Researchers from the University of Turku have identified a new species of blue-tailed monitor lizard. Separated from its closest relatives by several hundred kilometers like Tom Hanks in "Cast Away," this lizard is isolated on the remote island of Mussau.
With a body measuring well over one meter long and a tail that is nearly double the size of its body, this monitor lizard is the island's largest native top predator. This new endemic species, subsequently dubbed Varanus semotus, was observed and studied during fieldwork led by Valter Weijola, a graduate student from the University of Turku, Finland.
Mussau Island is the largest island of St. Matthias Islands in Papua New Guinea, and V. semotus is the first new monitor lizard to be described from the country in over twenty years, according to a news release.
Monitor lizards play a vital ecological role in many island ecosystems in the southwest Pacific. Due to the remoteness of the St. Matthias Islands, predatory mammals have never inhabited them, which is why these large, active and intelligent lizards reign as top predators and scavengers.

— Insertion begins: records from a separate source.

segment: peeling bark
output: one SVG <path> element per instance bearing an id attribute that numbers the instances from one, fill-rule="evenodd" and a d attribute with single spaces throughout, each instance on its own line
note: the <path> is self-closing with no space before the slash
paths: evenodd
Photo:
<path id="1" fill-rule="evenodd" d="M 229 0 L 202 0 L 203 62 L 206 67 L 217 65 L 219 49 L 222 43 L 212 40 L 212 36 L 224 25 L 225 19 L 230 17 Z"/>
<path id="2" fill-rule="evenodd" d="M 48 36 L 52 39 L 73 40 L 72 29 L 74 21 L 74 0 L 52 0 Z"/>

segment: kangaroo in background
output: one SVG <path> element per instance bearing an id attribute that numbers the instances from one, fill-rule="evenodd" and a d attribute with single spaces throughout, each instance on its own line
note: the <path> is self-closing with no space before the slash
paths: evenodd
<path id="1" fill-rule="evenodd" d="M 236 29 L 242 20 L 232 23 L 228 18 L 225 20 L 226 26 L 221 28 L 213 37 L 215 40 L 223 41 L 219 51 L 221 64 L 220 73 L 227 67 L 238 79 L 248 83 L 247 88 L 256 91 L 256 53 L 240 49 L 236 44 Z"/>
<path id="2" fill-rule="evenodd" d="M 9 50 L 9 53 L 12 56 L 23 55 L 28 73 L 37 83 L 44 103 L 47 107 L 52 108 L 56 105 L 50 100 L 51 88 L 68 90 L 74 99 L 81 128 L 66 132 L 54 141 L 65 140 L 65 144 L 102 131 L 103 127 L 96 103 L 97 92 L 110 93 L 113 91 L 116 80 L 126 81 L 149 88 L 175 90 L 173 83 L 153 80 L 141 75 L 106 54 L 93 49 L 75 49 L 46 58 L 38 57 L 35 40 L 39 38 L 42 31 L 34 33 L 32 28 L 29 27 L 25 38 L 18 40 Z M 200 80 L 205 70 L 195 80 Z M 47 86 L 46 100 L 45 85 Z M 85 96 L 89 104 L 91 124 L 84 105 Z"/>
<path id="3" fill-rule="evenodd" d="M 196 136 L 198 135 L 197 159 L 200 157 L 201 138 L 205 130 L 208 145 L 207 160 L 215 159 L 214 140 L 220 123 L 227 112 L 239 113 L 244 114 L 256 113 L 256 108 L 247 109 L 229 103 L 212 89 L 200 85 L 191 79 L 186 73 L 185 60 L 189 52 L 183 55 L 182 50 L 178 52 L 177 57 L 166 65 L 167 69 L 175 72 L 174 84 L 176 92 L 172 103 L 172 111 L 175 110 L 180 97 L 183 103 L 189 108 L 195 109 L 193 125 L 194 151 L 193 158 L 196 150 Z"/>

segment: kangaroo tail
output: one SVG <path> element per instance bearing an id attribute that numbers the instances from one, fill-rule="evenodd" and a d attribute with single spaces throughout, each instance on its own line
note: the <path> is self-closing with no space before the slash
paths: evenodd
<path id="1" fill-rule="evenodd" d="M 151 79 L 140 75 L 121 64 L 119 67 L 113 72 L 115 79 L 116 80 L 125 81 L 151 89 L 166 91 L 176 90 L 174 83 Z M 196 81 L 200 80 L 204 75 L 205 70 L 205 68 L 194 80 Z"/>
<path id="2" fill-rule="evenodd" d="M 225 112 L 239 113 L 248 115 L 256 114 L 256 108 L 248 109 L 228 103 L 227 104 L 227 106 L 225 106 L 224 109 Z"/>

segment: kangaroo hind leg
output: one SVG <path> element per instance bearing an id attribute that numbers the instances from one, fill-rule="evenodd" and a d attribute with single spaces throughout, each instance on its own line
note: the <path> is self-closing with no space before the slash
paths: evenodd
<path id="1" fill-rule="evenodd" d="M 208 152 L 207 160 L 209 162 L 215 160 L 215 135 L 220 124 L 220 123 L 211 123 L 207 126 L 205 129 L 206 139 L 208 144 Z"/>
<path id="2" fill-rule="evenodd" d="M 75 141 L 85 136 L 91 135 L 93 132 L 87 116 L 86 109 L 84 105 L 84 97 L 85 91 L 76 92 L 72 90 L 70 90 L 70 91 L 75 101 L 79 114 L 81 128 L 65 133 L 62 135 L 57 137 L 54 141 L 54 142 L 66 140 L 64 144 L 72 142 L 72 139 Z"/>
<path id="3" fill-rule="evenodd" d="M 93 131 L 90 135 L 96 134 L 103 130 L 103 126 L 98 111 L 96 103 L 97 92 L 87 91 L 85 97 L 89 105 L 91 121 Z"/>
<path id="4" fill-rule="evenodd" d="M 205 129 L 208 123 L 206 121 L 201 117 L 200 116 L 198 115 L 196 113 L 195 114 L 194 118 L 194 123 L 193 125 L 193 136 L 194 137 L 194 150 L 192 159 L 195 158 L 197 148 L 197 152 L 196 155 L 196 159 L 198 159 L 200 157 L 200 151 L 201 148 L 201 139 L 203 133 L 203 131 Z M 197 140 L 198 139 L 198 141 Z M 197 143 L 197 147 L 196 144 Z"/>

The new species belongs to the Pacific monitor lineage, which is widely dispersed across almost every island from Moluccas in Indonesia to the eastern Solomon Islands and even Micronesia.
V. semotus was found in relatively dry coastal vegetation, but researchers believe it is likely that the lizard inhabits remnants of intact forest located towards the interior of the island, too. Massive body and tail length aside, this creature is characterized by a predominately black-colored body with yellow and orange markings. In contrast, its tail shows varying degrees of turquoise to bluish pigmentation. Another distinctive feature includes its pale yellow tongue.
Based on their findings, researchers suggest adults of the new species prefer eating crabs, small birds that land on the island, and other reptiles and their eggs.
"Usually monitors like these will eat just about anything they can catch and kill, as well as carcass and turtle eggs when available," Weijola explained in the release. "While young, Pacific monitor lizards are highly secretive and subsist mainly on insects and other small animals."
Further DNA analyses revealed the new reptile is genetically distinct from its relatives from New Guinea and New Britain, and has been isolated for upwards of two million years.
"Isolation is the keyword here," Weijola added. "It is what has driven speciation and made the South-Pacific region one of the World's biodiversity hotspots. For anything to arrive on Mussau (from New Guinea or New Britain) it would need to cross 250-350 kilometers of open sea, and this doesn't happen frequently. So, once the ancestor arrived, perhaps in the form of a gravid female, the population must have been completely isolated."
Their findings, were recently published in the journal ZooKeys, underscore the number of unique creatures that are restricted in distribution to just one island or island group.
"Yet, we know relatively little about them," Weijola concluded. "Even large species of reptiles and mammals are regularly being discovered, not to mention amphibians and invertebrates. This is what makes it such a biologically valuable and fascinating region."